At least one in six American children (roughly 17%) has a diagnosed developmental disability. No matter which once-rare disorder one considers—learning disabilities, autism spectrum disorder (ASD), attention deficit/hyperactivity disorder (ADHD), tics, obsessive-compulsive disorder (OCD) or emotional disturbances—each has witnessed a dramatic escalation over the past several decades. A systematic literature review recently published in Acta Neurobiologiae Experimentalis contends that these trends are at crisis proportions. The crisis is spiraling out of control, with society-wide impacts on services, institutions, families and, especially, boys.
There are at least two boys for every girl with a neurodevelopmental disorder. For ASD and ADHD, the male-to-female ratio is roughly four and five to one, respectively. Genetics cannot explain this consistent sex-specific pattern. What can explain it is children’s vastly increased exposure to and bioaccumulation of chemical neurotoxins at the same time that the explosion in neurodevelopmental disorders has unfolded. The studies examined in the systematic review indicate that males are more vulnerable to leading environmental toxins—and there are plausible biological mechanisms to explain this heightened vulnerability. In fact, the skewed sex ratio is, in and of itself, a vital clue that can help pinpoint major causes of neurodevelopmental disorders.

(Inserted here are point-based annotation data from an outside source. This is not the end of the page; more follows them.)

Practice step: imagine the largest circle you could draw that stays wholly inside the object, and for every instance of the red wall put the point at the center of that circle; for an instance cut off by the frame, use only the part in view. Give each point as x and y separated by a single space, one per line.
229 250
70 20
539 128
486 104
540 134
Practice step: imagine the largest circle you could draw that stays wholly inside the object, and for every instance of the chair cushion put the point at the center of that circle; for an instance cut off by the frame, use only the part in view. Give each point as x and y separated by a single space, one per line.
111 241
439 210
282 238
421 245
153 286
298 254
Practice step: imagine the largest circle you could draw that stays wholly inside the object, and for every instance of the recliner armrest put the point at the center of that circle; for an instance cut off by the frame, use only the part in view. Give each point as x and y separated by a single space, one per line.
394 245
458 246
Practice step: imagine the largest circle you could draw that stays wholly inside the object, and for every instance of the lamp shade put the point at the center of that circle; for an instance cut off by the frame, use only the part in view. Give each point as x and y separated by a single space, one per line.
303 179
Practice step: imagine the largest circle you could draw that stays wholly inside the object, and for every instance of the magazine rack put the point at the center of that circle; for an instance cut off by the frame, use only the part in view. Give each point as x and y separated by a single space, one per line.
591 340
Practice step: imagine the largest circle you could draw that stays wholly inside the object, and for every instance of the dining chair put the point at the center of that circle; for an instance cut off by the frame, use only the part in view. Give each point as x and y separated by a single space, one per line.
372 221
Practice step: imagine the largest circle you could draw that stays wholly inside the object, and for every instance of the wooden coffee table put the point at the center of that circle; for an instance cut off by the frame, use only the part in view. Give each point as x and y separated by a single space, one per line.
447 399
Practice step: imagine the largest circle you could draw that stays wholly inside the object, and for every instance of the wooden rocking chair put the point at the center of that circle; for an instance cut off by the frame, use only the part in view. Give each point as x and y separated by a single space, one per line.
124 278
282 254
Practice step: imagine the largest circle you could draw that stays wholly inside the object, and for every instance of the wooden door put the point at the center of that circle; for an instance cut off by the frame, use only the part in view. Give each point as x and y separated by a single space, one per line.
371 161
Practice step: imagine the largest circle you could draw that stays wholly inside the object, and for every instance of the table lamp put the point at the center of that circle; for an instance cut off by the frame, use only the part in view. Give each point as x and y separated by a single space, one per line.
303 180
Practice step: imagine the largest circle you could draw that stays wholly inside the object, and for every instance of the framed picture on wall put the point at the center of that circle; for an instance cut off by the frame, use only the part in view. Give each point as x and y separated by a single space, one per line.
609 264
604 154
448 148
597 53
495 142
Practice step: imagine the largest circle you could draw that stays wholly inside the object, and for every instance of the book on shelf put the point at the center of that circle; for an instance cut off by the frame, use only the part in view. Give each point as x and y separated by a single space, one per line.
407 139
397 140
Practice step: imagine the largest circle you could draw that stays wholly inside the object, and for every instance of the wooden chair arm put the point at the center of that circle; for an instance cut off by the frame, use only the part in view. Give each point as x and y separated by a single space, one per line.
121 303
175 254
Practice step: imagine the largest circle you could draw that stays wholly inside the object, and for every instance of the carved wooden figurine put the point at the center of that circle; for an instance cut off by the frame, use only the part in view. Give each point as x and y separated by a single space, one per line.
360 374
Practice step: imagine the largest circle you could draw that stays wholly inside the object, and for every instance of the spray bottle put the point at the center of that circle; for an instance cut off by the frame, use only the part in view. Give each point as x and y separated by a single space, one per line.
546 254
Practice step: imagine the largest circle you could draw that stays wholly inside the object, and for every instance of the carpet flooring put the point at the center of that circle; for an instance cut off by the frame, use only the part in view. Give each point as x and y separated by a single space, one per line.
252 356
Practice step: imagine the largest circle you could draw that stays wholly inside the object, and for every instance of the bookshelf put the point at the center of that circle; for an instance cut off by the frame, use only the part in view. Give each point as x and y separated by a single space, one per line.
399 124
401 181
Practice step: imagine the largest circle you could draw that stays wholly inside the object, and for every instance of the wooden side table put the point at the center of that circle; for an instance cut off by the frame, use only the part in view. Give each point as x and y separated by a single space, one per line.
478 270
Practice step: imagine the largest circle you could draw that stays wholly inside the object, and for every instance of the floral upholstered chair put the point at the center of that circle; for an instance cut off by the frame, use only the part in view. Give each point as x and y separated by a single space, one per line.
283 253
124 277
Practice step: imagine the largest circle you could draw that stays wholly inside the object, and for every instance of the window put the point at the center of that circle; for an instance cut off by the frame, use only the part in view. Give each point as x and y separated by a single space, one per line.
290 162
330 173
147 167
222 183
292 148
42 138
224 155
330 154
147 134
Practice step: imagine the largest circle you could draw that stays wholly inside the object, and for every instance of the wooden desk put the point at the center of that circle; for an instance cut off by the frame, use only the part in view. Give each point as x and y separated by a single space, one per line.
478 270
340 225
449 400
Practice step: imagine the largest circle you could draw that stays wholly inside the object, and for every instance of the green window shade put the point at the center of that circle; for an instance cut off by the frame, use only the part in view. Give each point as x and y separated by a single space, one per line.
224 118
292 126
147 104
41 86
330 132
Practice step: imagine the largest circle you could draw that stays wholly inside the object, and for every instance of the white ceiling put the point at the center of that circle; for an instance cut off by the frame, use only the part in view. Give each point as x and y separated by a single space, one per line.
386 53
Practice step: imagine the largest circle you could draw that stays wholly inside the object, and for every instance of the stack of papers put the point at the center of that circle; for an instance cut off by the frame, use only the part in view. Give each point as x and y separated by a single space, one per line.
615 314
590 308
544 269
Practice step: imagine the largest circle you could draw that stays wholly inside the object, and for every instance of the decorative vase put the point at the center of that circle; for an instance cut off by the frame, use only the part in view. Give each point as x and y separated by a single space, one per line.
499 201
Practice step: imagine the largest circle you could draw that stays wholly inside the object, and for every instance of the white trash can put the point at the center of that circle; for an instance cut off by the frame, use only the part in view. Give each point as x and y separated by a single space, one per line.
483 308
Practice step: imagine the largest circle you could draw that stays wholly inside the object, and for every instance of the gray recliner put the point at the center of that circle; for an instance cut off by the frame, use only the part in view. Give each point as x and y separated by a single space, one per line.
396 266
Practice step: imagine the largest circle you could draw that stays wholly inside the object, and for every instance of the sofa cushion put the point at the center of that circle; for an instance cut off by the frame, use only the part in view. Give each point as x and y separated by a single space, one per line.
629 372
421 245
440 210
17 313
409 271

The primary chemical culprits
The review’s authors examined over four decades’ worth of studies (1970–2016) covering roughly 16 types of neurotoxicants. They used a six-point scoring system to categorize research that involved either humans, animal models or tissue cultures. The review identified a number of sex-dependent effects, some of which were clear-cut and others somewhat less so:
• Seven neurotoxins had more adverse effects for males, including extremely consistent effects for ethylmercury-containing thimerosal, lead, some organochlorine pesticides (dieldrin, endosulfan and heptachlor) and air pollution (including automotive exhaust and airborne toxic metals). Male-specific effects were present but somewhat less consistent for three other neurotoxins: elemental mercury vapor, polychlorinated biphenyls (PCBs) and organophosphate pesticides (OPPs).
• Two organochlorine pesticides (DDT and DDE) affected more females.
• For three categories of neurotoxins—inorganic mercury salts, methylmercury and endocrine disruptors such as phthalates and bisphenol A (BPA)—there were gender-specific neurotoxic effects but it was not possible to determine whether males or females were more adversely affected.
There was either insufficient or no research to draw conclusions about gender-specific neurotoxic effects for six types of neurotoxins: aluminum adjuvants in vaccines, arsenic, glyphosate, perfluorinated compounds, polybrominated diphenyl ethers (PBDEs) and polycyclic aromatic hydrocarbons (PAHs). The authors remind us, however, that “the lack of findings cannot be taken as a priori evidence of no gender-specific neurotoxic effects.”